Acusação sem freio Lula diz que Trump já teria sinalizado preferência por Flávio Bolsonaro e que os EUA querem transformar a América Latina em “quintal” novamente.
Mas onde estão as provas concretas dessa interferência prometida?
O que exatamente Trump teria feito além de “preferir” um candidato?
Narrativa já pronta Por que Lula fala tanto em interferência externa agora?
Porque é o discurso perfeito para, se perder, gritar “culpa dos EUA” e “culpa da direita internacional”.
A esquerda faz isso há décadas: quando ganha, é “vontade do povo”; quando perde, é “golpe”, “fake news”, “interferência estrangeira”.
O roteiro é sempre o mesmo.
Soberania seletiva exposta Lula diz defender a soberania nacional ao negar visto a dois funcionários americanos.
Mas onde estava essa mesma coragem quando a esquerda se alinhava sem pudor a ditaduras amigas e a organismos internacionais que vivem opinando sobre o Brasil?
Onde estava essa firmeza quando ONGs estrangeiras e fundações bilionárias influenciavam debates internos?
Ataque à família Por que Lula chama filhos de Bolsonaro de “filhos do satanás”?
Em vez de debater propostas, parte para o ataque pessoal, religioso e moral.
É a velha tática: desumanizar o adversário para justificar qualquer narrativa contra ele.
Medo de perder Lula realmente acredita que Trump decide voto no Brasil?
Ele sabe que não.
Mas é conveniente dizer isso.
Se Flávio Bolsonaro crescer nas pesquisas, Lula já terá o discurso pronto: “foi interferência de Trump, foi o imperialismo, foi o lado de lá”.
Assim, qualquer derrota vira conspiração, nunca rejeição popular ao seu governo fraco, à economia patinando e à insegurança jurídica alimentada por decisões políticas.
Brasil em alerta Por que falar em “quintal dos EUA” agora?
Porque é um bordão antigo da esquerda latino-americana.
Serve para inflamar militância, criar clima de guerra ideológica e esconder problemas reais: desemprego, inflação, impostos, tarifaço, fuga de investimentos.
Enquanto o brasileiro sofre no mercado e no posto de gasolina, o governo prefere vender medo de Trump.
Perguntas que o povo faz: 1) Lula já prepara desculpa antecipada?
Sim.
Ao falar em interferência dos EUA antes da campanha, ele planta a narrativa para usar depois, caso o resultado não agrade.
2) Onde estão as provas concretas disso?
Até agora, só declarações vagas: “ele já disse isso”, “eles vão tentar interferir”.
Nada de documento, ação oficial ou plano revelado.
3) Por que atacar tanto a família Bolsonaro?
Porque a família Bolsonaro ainda é o principal polo de oposição conservadora.
Enfraquecer o sobrenome é estratégico para a esquerda.
4) Soberania vale só contra os EUA?
Contra a influência da esquerda internacional e de ditaduras amigas, o tom costuma ser bem mais suave.

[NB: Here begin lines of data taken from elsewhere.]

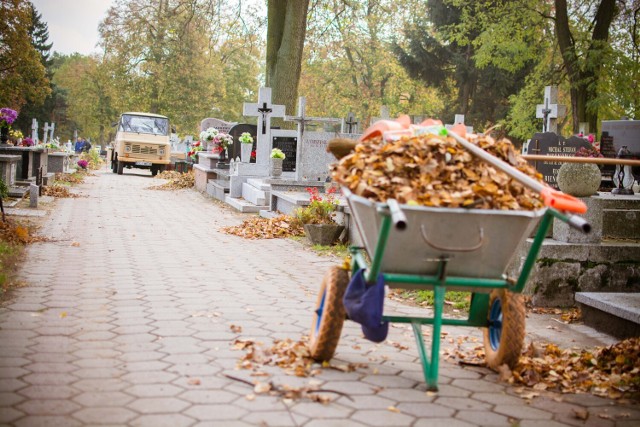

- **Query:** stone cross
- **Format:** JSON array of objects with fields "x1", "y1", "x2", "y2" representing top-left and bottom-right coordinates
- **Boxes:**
[
  {"x1": 31, "y1": 119, "x2": 38, "y2": 144},
  {"x1": 242, "y1": 87, "x2": 285, "y2": 165},
  {"x1": 341, "y1": 112, "x2": 358, "y2": 133},
  {"x1": 536, "y1": 86, "x2": 567, "y2": 133},
  {"x1": 445, "y1": 114, "x2": 473, "y2": 133}
]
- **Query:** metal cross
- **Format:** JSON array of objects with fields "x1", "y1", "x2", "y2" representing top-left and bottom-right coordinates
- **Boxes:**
[{"x1": 258, "y1": 102, "x2": 273, "y2": 135}]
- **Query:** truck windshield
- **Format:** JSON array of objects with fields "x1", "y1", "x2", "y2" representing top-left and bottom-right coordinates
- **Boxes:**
[{"x1": 118, "y1": 114, "x2": 169, "y2": 135}]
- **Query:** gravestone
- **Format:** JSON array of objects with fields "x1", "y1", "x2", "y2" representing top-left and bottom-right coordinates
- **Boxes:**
[
  {"x1": 271, "y1": 135, "x2": 298, "y2": 172},
  {"x1": 283, "y1": 96, "x2": 342, "y2": 181},
  {"x1": 602, "y1": 120, "x2": 640, "y2": 158},
  {"x1": 536, "y1": 86, "x2": 567, "y2": 133},
  {"x1": 444, "y1": 114, "x2": 473, "y2": 133},
  {"x1": 528, "y1": 132, "x2": 591, "y2": 188},
  {"x1": 228, "y1": 123, "x2": 258, "y2": 163},
  {"x1": 340, "y1": 112, "x2": 359, "y2": 133},
  {"x1": 0, "y1": 154, "x2": 22, "y2": 187},
  {"x1": 242, "y1": 87, "x2": 285, "y2": 169}
]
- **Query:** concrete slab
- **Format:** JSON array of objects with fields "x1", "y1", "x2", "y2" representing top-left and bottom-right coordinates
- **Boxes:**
[{"x1": 576, "y1": 292, "x2": 640, "y2": 324}]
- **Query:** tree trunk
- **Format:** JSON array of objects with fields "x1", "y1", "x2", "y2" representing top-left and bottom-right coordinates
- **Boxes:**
[
  {"x1": 555, "y1": 0, "x2": 616, "y2": 133},
  {"x1": 266, "y1": 0, "x2": 309, "y2": 114}
]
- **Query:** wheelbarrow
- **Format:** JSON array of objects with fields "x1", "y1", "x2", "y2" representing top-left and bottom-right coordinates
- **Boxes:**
[{"x1": 310, "y1": 126, "x2": 590, "y2": 391}]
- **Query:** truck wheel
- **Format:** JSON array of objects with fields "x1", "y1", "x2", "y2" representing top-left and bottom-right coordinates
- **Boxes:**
[
  {"x1": 309, "y1": 267, "x2": 349, "y2": 361},
  {"x1": 483, "y1": 289, "x2": 525, "y2": 369}
]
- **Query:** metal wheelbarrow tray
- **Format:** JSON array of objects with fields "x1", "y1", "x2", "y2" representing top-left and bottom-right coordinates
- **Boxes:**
[{"x1": 310, "y1": 188, "x2": 588, "y2": 390}]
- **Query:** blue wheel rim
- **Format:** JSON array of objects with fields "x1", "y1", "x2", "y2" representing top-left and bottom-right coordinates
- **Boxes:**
[
  {"x1": 315, "y1": 288, "x2": 327, "y2": 336},
  {"x1": 489, "y1": 298, "x2": 502, "y2": 350}
]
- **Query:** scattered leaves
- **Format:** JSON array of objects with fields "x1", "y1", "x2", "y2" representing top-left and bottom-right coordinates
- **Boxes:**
[
  {"x1": 42, "y1": 184, "x2": 80, "y2": 199},
  {"x1": 147, "y1": 171, "x2": 195, "y2": 190},
  {"x1": 221, "y1": 215, "x2": 304, "y2": 239},
  {"x1": 332, "y1": 135, "x2": 543, "y2": 210}
]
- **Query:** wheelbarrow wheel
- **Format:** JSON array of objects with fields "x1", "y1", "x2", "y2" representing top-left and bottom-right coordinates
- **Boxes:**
[
  {"x1": 309, "y1": 267, "x2": 349, "y2": 362},
  {"x1": 483, "y1": 289, "x2": 525, "y2": 369}
]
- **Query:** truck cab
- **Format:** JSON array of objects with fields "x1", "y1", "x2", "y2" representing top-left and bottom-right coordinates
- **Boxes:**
[{"x1": 111, "y1": 112, "x2": 171, "y2": 176}]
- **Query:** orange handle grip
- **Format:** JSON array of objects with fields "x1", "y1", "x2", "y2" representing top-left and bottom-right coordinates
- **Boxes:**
[{"x1": 540, "y1": 187, "x2": 587, "y2": 213}]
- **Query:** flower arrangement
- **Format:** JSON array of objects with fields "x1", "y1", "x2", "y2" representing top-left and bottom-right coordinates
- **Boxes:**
[
  {"x1": 271, "y1": 148, "x2": 284, "y2": 160},
  {"x1": 213, "y1": 132, "x2": 233, "y2": 153},
  {"x1": 200, "y1": 128, "x2": 219, "y2": 141},
  {"x1": 238, "y1": 132, "x2": 253, "y2": 144},
  {"x1": 294, "y1": 187, "x2": 340, "y2": 224},
  {"x1": 0, "y1": 108, "x2": 18, "y2": 128},
  {"x1": 187, "y1": 140, "x2": 202, "y2": 162}
]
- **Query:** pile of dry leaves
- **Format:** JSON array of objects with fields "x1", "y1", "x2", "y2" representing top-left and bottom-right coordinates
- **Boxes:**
[
  {"x1": 149, "y1": 171, "x2": 195, "y2": 190},
  {"x1": 332, "y1": 135, "x2": 543, "y2": 210},
  {"x1": 54, "y1": 173, "x2": 85, "y2": 184},
  {"x1": 42, "y1": 184, "x2": 80, "y2": 198},
  {"x1": 221, "y1": 215, "x2": 304, "y2": 239},
  {"x1": 450, "y1": 338, "x2": 640, "y2": 399},
  {"x1": 507, "y1": 338, "x2": 640, "y2": 399},
  {"x1": 227, "y1": 336, "x2": 366, "y2": 403},
  {"x1": 0, "y1": 218, "x2": 47, "y2": 244}
]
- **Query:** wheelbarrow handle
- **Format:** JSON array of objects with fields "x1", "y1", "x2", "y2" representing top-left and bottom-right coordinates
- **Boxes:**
[
  {"x1": 387, "y1": 199, "x2": 407, "y2": 230},
  {"x1": 540, "y1": 187, "x2": 587, "y2": 213},
  {"x1": 567, "y1": 215, "x2": 591, "y2": 233}
]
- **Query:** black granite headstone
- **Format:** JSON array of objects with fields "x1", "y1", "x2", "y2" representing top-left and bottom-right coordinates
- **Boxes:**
[
  {"x1": 272, "y1": 136, "x2": 298, "y2": 172},
  {"x1": 227, "y1": 123, "x2": 258, "y2": 163},
  {"x1": 529, "y1": 132, "x2": 591, "y2": 188}
]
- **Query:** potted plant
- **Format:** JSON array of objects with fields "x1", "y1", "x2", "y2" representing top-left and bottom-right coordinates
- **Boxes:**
[
  {"x1": 200, "y1": 128, "x2": 219, "y2": 150},
  {"x1": 294, "y1": 187, "x2": 344, "y2": 246},
  {"x1": 270, "y1": 148, "x2": 287, "y2": 178},
  {"x1": 238, "y1": 132, "x2": 253, "y2": 163},
  {"x1": 212, "y1": 132, "x2": 233, "y2": 163},
  {"x1": 0, "y1": 108, "x2": 18, "y2": 144},
  {"x1": 187, "y1": 141, "x2": 202, "y2": 163},
  {"x1": 556, "y1": 134, "x2": 604, "y2": 197}
]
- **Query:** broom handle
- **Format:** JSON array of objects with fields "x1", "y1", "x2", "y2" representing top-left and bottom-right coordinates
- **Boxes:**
[{"x1": 443, "y1": 128, "x2": 587, "y2": 213}]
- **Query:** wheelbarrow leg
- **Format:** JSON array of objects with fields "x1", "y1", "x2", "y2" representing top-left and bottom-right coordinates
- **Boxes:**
[{"x1": 411, "y1": 286, "x2": 444, "y2": 391}]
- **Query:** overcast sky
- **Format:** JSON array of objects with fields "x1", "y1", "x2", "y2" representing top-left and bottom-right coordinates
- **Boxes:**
[{"x1": 31, "y1": 0, "x2": 112, "y2": 55}]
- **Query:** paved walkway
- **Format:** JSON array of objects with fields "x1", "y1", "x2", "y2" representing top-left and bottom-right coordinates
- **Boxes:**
[{"x1": 0, "y1": 170, "x2": 640, "y2": 427}]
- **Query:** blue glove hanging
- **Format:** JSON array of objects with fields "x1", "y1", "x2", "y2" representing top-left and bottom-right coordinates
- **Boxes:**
[{"x1": 343, "y1": 269, "x2": 389, "y2": 342}]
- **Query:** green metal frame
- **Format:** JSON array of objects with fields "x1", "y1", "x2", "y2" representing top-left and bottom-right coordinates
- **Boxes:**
[{"x1": 350, "y1": 208, "x2": 568, "y2": 391}]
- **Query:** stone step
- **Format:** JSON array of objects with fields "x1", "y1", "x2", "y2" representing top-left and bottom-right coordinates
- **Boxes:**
[
  {"x1": 8, "y1": 185, "x2": 29, "y2": 199},
  {"x1": 224, "y1": 196, "x2": 269, "y2": 213},
  {"x1": 602, "y1": 210, "x2": 640, "y2": 240},
  {"x1": 271, "y1": 191, "x2": 309, "y2": 215},
  {"x1": 242, "y1": 182, "x2": 270, "y2": 206},
  {"x1": 206, "y1": 180, "x2": 229, "y2": 202},
  {"x1": 576, "y1": 292, "x2": 640, "y2": 339}
]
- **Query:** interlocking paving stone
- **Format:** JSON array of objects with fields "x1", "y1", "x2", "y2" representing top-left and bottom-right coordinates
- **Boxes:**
[
  {"x1": 493, "y1": 405, "x2": 552, "y2": 420},
  {"x1": 413, "y1": 418, "x2": 478, "y2": 427},
  {"x1": 0, "y1": 171, "x2": 640, "y2": 427},
  {"x1": 455, "y1": 411, "x2": 513, "y2": 427},
  {"x1": 351, "y1": 409, "x2": 413, "y2": 427},
  {"x1": 73, "y1": 407, "x2": 137, "y2": 425}
]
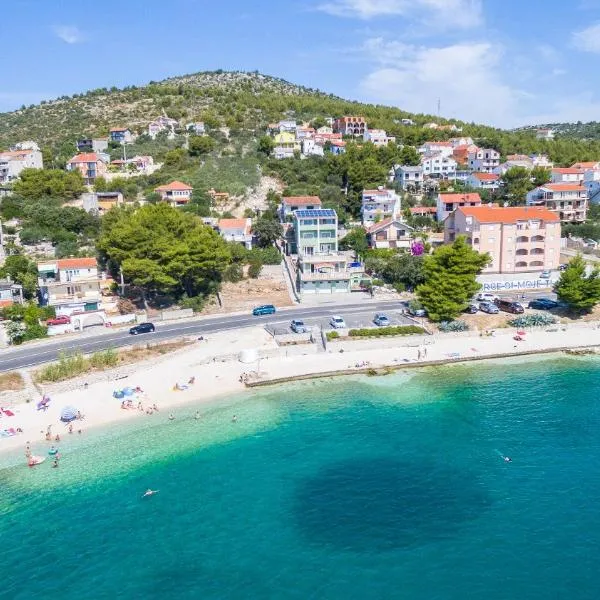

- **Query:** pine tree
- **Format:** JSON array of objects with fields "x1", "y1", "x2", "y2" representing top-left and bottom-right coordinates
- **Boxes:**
[
  {"x1": 554, "y1": 254, "x2": 600, "y2": 312},
  {"x1": 417, "y1": 236, "x2": 490, "y2": 321}
]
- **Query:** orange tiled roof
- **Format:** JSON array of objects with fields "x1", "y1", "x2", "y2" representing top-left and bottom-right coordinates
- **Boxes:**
[
  {"x1": 540, "y1": 183, "x2": 585, "y2": 192},
  {"x1": 69, "y1": 152, "x2": 102, "y2": 163},
  {"x1": 473, "y1": 173, "x2": 500, "y2": 181},
  {"x1": 56, "y1": 258, "x2": 98, "y2": 269},
  {"x1": 457, "y1": 205, "x2": 560, "y2": 224},
  {"x1": 155, "y1": 181, "x2": 194, "y2": 192}
]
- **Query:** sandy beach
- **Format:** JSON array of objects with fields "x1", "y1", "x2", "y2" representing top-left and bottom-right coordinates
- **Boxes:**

5) Quem ganha com esse clima de medo?
Ganha quem governa mal e precisa de inimigo externo para desviar o foco da própria incompetência e das promessas não cumpridas.
6) Trump realmente manda no voto brasileiro?
Não.
O eleitor brasileiro decide na urna.
Mas usar o nome Trump rende manchete, engaja militância e alimenta a narrativa de “guerra global” contra a esquerda.

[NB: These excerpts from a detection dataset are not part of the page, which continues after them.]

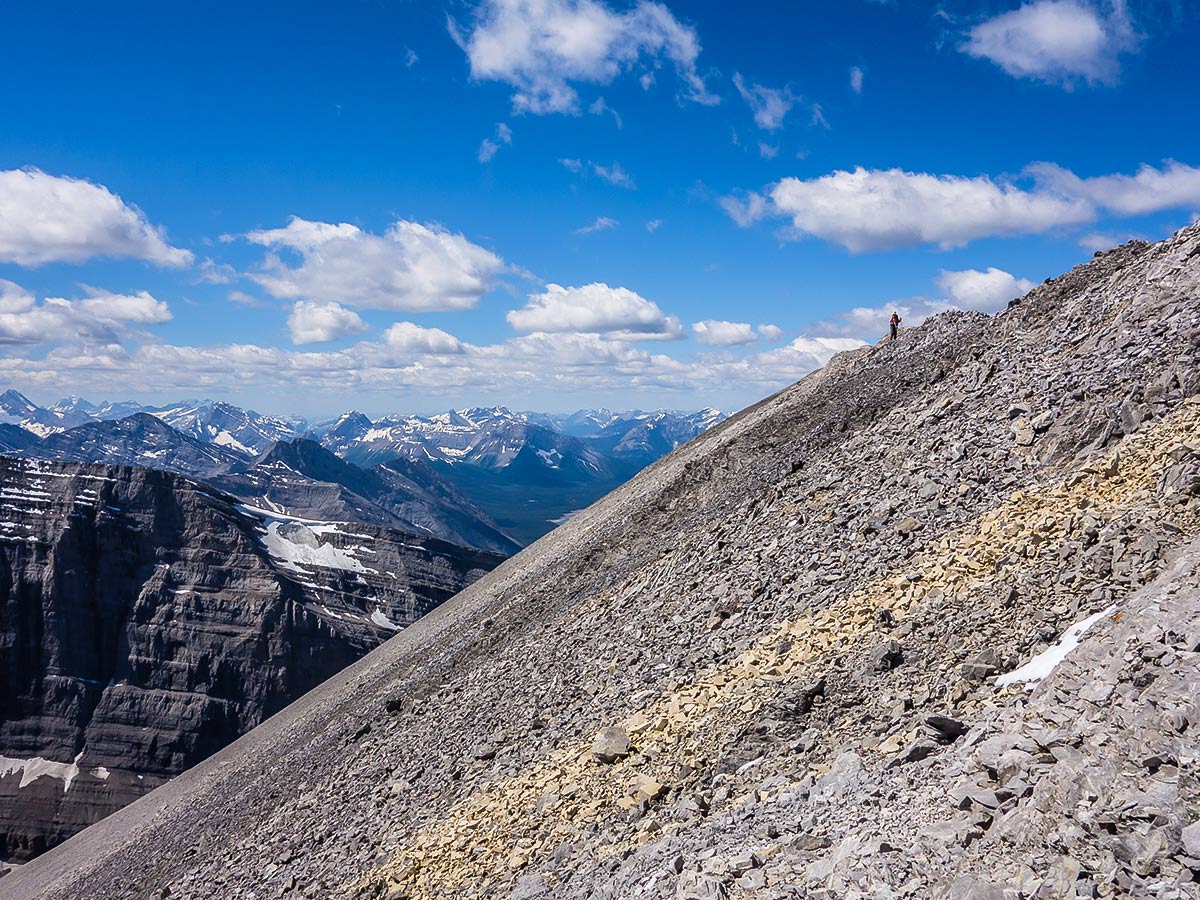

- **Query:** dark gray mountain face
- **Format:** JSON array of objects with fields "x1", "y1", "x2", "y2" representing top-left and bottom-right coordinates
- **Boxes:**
[
  {"x1": 0, "y1": 457, "x2": 503, "y2": 859},
  {"x1": 0, "y1": 226, "x2": 1200, "y2": 900},
  {"x1": 0, "y1": 422, "x2": 38, "y2": 452},
  {"x1": 22, "y1": 413, "x2": 248, "y2": 478},
  {"x1": 209, "y1": 438, "x2": 521, "y2": 553}
]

7) Por que negar visto a fiscais agora?
Lula diz que é para proteger a soberania.
Mas também impede qualquer olhar externo que possa dar transparência extra ao processo, algo que a direita vem pedindo há anos.

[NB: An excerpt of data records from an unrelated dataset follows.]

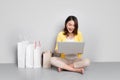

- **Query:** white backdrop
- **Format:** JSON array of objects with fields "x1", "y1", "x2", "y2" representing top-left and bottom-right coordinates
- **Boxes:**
[{"x1": 0, "y1": 0, "x2": 120, "y2": 63}]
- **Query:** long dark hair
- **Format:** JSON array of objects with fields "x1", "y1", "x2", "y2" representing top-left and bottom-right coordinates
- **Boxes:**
[{"x1": 63, "y1": 16, "x2": 78, "y2": 35}]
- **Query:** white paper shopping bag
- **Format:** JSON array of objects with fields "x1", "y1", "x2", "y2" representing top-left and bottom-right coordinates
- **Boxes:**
[
  {"x1": 42, "y1": 51, "x2": 52, "y2": 68},
  {"x1": 34, "y1": 41, "x2": 41, "y2": 68},
  {"x1": 17, "y1": 41, "x2": 29, "y2": 68},
  {"x1": 26, "y1": 43, "x2": 34, "y2": 68}
]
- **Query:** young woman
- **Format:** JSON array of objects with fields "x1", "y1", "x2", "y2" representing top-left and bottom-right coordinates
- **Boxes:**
[{"x1": 51, "y1": 16, "x2": 90, "y2": 74}]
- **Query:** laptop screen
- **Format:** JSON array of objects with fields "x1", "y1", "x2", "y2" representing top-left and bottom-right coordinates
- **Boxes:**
[{"x1": 58, "y1": 42, "x2": 84, "y2": 54}]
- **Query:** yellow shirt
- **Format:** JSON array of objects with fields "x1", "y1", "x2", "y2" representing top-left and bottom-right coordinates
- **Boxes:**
[{"x1": 55, "y1": 31, "x2": 83, "y2": 58}]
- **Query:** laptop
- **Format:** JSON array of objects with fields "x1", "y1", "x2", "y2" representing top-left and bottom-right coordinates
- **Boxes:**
[{"x1": 58, "y1": 42, "x2": 84, "y2": 54}]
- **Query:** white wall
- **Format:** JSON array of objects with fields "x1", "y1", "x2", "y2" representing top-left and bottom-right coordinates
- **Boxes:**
[{"x1": 0, "y1": 0, "x2": 120, "y2": 63}]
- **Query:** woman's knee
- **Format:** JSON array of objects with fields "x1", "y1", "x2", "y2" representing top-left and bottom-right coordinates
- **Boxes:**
[
  {"x1": 84, "y1": 58, "x2": 90, "y2": 66},
  {"x1": 50, "y1": 57, "x2": 57, "y2": 64}
]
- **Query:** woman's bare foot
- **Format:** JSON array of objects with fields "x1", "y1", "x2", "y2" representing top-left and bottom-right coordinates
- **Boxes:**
[{"x1": 58, "y1": 67, "x2": 62, "y2": 72}]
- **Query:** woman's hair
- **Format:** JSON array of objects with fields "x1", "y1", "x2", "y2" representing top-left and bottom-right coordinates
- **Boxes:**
[{"x1": 63, "y1": 16, "x2": 78, "y2": 35}]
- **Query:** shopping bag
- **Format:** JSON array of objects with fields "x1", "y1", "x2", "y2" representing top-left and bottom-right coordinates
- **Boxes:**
[
  {"x1": 26, "y1": 43, "x2": 34, "y2": 68},
  {"x1": 34, "y1": 41, "x2": 41, "y2": 68},
  {"x1": 17, "y1": 41, "x2": 29, "y2": 68},
  {"x1": 41, "y1": 51, "x2": 52, "y2": 68}
]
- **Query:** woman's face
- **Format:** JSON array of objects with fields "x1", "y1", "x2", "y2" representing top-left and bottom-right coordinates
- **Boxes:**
[{"x1": 66, "y1": 20, "x2": 75, "y2": 33}]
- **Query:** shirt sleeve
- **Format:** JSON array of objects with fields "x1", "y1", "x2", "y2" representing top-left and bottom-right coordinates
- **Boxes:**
[{"x1": 55, "y1": 32, "x2": 62, "y2": 50}]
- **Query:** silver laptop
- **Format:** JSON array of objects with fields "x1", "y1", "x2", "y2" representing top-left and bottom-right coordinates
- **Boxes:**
[{"x1": 58, "y1": 42, "x2": 84, "y2": 54}]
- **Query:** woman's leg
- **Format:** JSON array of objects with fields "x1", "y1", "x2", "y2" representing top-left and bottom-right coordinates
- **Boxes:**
[
  {"x1": 73, "y1": 58, "x2": 90, "y2": 68},
  {"x1": 51, "y1": 57, "x2": 83, "y2": 73}
]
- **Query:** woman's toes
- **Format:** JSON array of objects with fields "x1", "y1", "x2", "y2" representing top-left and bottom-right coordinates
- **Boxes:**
[{"x1": 58, "y1": 67, "x2": 62, "y2": 72}]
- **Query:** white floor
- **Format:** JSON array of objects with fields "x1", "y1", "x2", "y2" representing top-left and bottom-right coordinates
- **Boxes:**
[{"x1": 0, "y1": 62, "x2": 120, "y2": 80}]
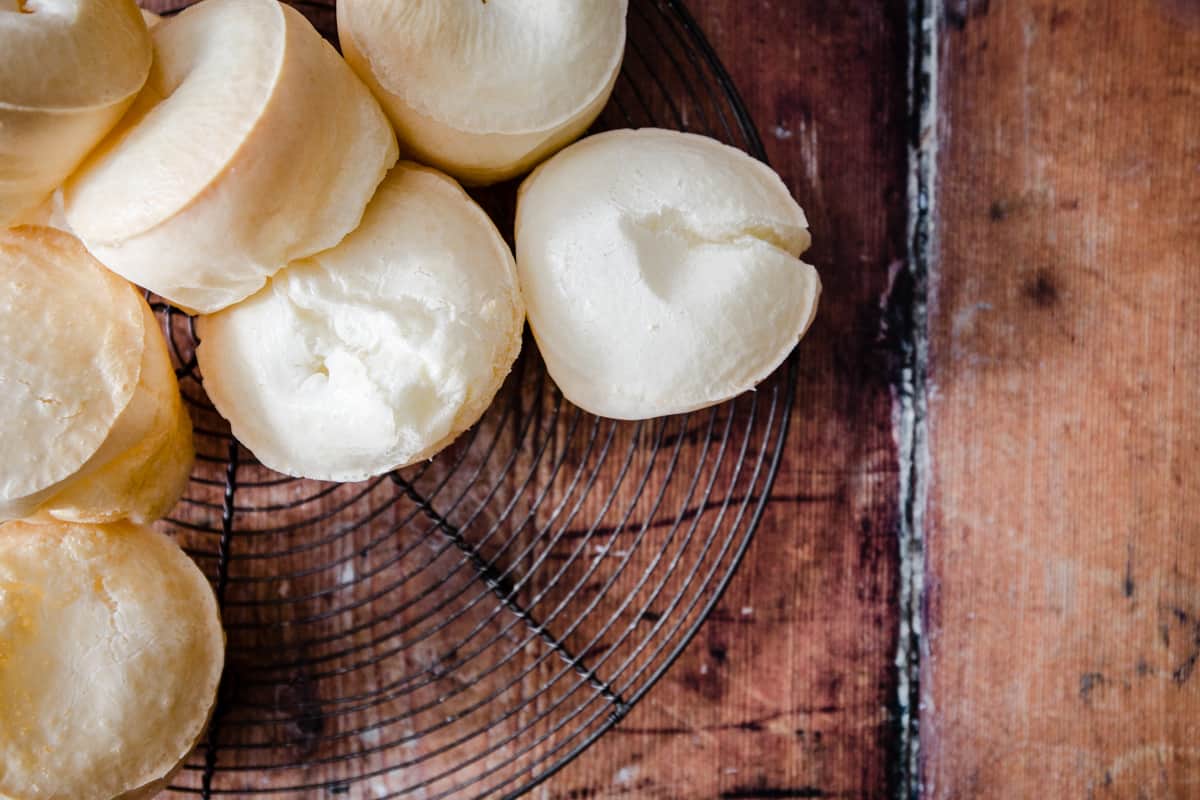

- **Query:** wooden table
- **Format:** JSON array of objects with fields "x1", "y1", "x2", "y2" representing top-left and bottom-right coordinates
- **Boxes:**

8) Quem realmente teme fiscalização eleitoral?
Quem prefere manter tudo sob controle de poucos, sem questionamento, sem auditoria ampla e sem participação de observadores independentes.
9) Essa retórica ajuda a pacificar o país?
Não.
Chamar opositores de “filhos do satanás” e falar em interferência estrangeira só aumenta o ódio e a divisão.
10) Até quando o Brasil vai aceitar essa narrativa?
Até o eleitor perceber que, toda vez que a esquerda se complica, ressuscita o mesmo discurso: culpa dos EUA, culpa da direita, culpa de qualquer um, menos de quem está no poder.
No fim, o recado é claro: Lula tenta se colocar como vítima de uma suposta conspiração internacional, enquanto ataca a família Bolsonaro, escolhe quem pode ou não observar nossas eleições e posa de guardião da soberania que ele mesmo relativiza quando interessa à sua agenda.
O jogo está exposto – e o Brasil conservador está vendo tudo.